Well for me it is a mix of things, the feeling or emotion for someone else to be happy. To want that person, to hug them, make them happy.  To spread happiness around to others. Then I also think of the act of making love between two  people in the physical world or as portrayed in a movie or story.  Caressing each other and making each other feel great where we are most sensitive.  What some folks call this is sex, or just being with another.  So making love to another is exploring each other and learning about our soft spots and where we need or want to be healed.  A doctor loves his patient to a degree.  Think back to when you were a child maybe that nurses smile you saw brought some joy as you walked in the doctors office with a cold.  Was that joy a bit of love she shared with you.  Did that joy relive your cold for a split second?  I like to think so.

So is love simply creating joy and happiness with other people.  Then we splurge on that joy to erupt into a brilliant light to reach out to others?   Did this create that spark that created life for us here in this universe, galaxy?  I think I am coming up with something though not sure, I like to think so at least.  It makes some sense to me.
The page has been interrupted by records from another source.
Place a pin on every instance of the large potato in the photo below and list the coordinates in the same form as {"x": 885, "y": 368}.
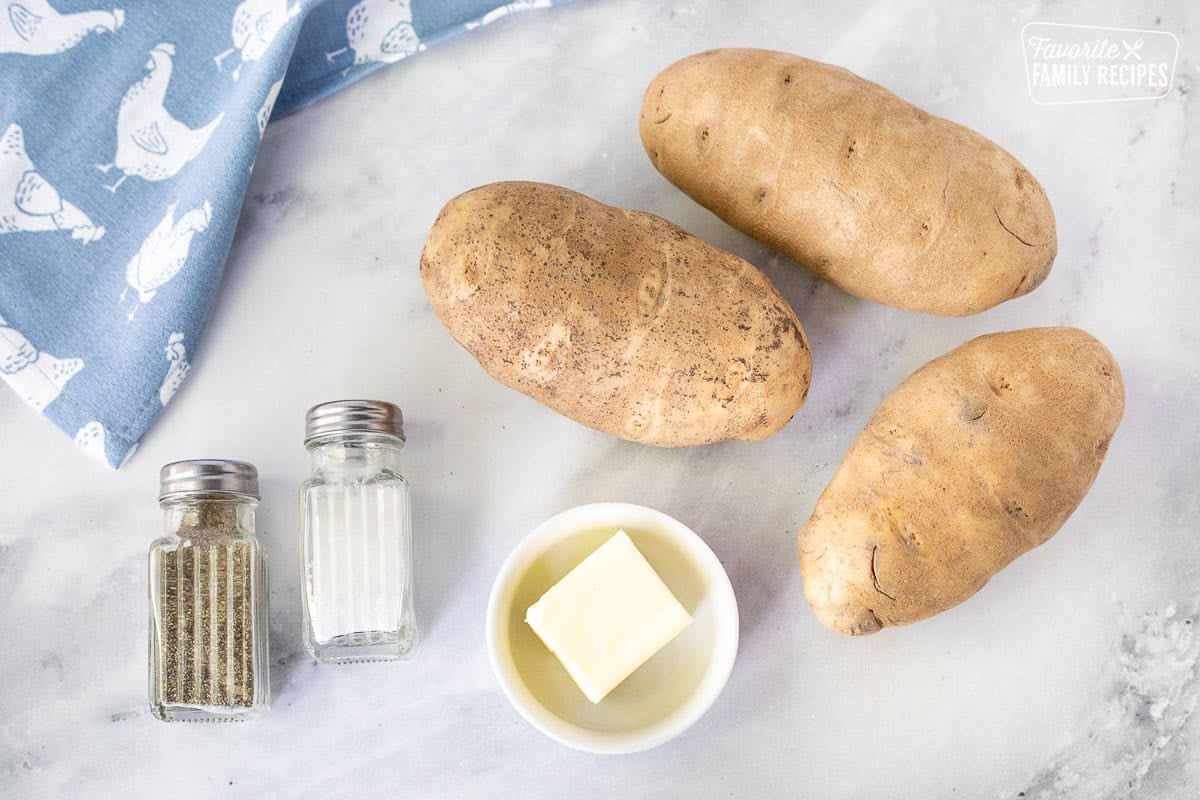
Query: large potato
{"x": 976, "y": 458}
{"x": 868, "y": 191}
{"x": 617, "y": 319}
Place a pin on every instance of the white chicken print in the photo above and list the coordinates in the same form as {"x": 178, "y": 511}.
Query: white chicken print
{"x": 163, "y": 252}
{"x": 35, "y": 28}
{"x": 37, "y": 377}
{"x": 90, "y": 438}
{"x": 256, "y": 23}
{"x": 28, "y": 203}
{"x": 151, "y": 143}
{"x": 177, "y": 355}
{"x": 264, "y": 110}
{"x": 379, "y": 30}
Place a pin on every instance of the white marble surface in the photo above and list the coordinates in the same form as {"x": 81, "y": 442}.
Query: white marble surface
{"x": 1073, "y": 674}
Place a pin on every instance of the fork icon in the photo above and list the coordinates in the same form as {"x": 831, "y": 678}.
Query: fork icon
{"x": 1132, "y": 49}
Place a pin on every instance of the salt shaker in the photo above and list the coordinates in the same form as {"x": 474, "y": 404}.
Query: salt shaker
{"x": 208, "y": 596}
{"x": 357, "y": 537}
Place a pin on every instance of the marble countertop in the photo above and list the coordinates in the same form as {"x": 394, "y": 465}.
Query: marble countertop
{"x": 1072, "y": 674}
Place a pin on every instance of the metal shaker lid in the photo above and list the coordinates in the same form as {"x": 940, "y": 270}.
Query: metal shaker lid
{"x": 353, "y": 416}
{"x": 208, "y": 476}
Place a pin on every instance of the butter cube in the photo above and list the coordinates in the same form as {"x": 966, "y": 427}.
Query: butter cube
{"x": 607, "y": 617}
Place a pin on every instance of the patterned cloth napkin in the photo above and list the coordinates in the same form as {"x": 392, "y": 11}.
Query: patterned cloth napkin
{"x": 127, "y": 133}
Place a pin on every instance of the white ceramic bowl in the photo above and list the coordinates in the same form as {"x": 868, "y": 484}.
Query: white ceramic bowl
{"x": 666, "y": 695}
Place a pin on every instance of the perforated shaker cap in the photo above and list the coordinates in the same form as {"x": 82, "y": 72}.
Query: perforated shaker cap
{"x": 353, "y": 416}
{"x": 208, "y": 476}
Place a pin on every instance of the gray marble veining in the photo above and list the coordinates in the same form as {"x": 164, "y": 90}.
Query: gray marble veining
{"x": 1072, "y": 675}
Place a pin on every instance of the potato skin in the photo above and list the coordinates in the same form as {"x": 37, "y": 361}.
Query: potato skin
{"x": 978, "y": 457}
{"x": 617, "y": 319}
{"x": 868, "y": 191}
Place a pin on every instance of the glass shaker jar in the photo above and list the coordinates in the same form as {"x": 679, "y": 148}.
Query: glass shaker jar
{"x": 208, "y": 595}
{"x": 357, "y": 537}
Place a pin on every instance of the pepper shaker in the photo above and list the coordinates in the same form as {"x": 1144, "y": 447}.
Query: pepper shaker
{"x": 357, "y": 535}
{"x": 208, "y": 596}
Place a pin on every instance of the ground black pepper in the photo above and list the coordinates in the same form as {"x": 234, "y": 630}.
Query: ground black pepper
{"x": 207, "y": 625}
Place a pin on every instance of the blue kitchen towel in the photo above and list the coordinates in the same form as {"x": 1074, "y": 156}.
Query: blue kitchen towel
{"x": 127, "y": 133}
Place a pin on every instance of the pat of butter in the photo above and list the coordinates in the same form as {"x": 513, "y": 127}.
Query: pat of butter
{"x": 607, "y": 617}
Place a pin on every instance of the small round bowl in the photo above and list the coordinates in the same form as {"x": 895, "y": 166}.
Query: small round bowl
{"x": 666, "y": 695}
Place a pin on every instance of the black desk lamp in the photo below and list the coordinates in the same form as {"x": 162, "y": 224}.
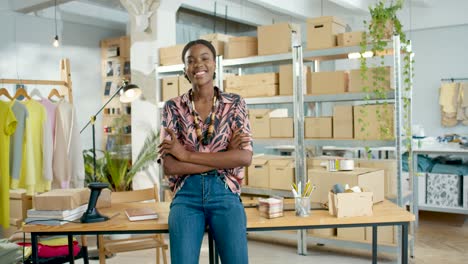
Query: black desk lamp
{"x": 128, "y": 93}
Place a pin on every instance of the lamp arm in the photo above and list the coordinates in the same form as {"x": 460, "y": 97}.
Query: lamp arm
{"x": 93, "y": 117}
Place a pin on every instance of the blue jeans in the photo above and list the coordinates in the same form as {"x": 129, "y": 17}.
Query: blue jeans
{"x": 205, "y": 200}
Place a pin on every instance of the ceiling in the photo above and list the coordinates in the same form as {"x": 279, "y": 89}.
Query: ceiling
{"x": 111, "y": 13}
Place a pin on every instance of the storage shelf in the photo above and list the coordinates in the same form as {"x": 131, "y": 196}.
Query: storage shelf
{"x": 257, "y": 60}
{"x": 344, "y": 97}
{"x": 170, "y": 68}
{"x": 443, "y": 209}
{"x": 266, "y": 192}
{"x": 325, "y": 142}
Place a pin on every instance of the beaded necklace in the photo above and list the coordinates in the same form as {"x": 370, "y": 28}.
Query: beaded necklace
{"x": 204, "y": 140}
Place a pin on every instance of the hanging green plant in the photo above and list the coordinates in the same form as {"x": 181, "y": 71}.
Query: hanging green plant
{"x": 381, "y": 28}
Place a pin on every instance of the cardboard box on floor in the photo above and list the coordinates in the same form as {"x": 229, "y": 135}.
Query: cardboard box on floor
{"x": 375, "y": 124}
{"x": 274, "y": 39}
{"x": 170, "y": 88}
{"x": 367, "y": 178}
{"x": 356, "y": 83}
{"x": 349, "y": 38}
{"x": 322, "y": 31}
{"x": 350, "y": 204}
{"x": 318, "y": 127}
{"x": 171, "y": 55}
{"x": 352, "y": 233}
{"x": 286, "y": 80}
{"x": 282, "y": 173}
{"x": 335, "y": 82}
{"x": 240, "y": 47}
{"x": 253, "y": 85}
{"x": 19, "y": 204}
{"x": 385, "y": 234}
{"x": 343, "y": 122}
{"x": 281, "y": 127}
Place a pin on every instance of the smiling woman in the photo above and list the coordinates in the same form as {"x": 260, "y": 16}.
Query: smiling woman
{"x": 205, "y": 143}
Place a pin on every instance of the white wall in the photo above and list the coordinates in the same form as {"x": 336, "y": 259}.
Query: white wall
{"x": 26, "y": 52}
{"x": 439, "y": 53}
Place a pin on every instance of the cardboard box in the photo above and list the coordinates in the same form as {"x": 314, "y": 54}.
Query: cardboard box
{"x": 286, "y": 80}
{"x": 350, "y": 204}
{"x": 385, "y": 234}
{"x": 321, "y": 32}
{"x": 329, "y": 82}
{"x": 281, "y": 173}
{"x": 240, "y": 47}
{"x": 19, "y": 204}
{"x": 259, "y": 172}
{"x": 352, "y": 233}
{"x": 274, "y": 39}
{"x": 260, "y": 122}
{"x": 253, "y": 85}
{"x": 171, "y": 55}
{"x": 318, "y": 127}
{"x": 184, "y": 85}
{"x": 343, "y": 122}
{"x": 61, "y": 199}
{"x": 322, "y": 232}
{"x": 356, "y": 83}
{"x": 281, "y": 127}
{"x": 170, "y": 88}
{"x": 369, "y": 179}
{"x": 374, "y": 125}
{"x": 349, "y": 38}
{"x": 390, "y": 171}
{"x": 219, "y": 41}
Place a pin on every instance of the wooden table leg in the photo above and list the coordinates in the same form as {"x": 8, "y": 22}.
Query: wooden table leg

So after, I thought some of what I wrote above.  One night I laid to bed and thought of love and what “she” means to me.  Then it came together bit by bit in a way that is only clear to me, and only clear to you in a different way for you the reader.  As we all are different.  All in all “she” laid with me that night caressing my face slowly working me over giving me what I can only guess I was giving her.  Then it only got more heated, and from there well I will keep it between myself and “her”, but it was fun and we had created a lot of joy between each other. 🙂 ❤ 🙂

You can say I like to analyze things ideas and people.  I like to think and for myself, I do not like to ask others for the answers, “she” hopefully gets that.  I will though seek “her” out for guidance for the truth of things cold or not.  This much I know though, our society has gone south several hundred years back.  I wish to take up practice of older generations, or base my own practice off of what knowledge I can get.  When the time is right I will do this.  In the mean time though communion with “her” and listening, feeling to what she does will be my compass.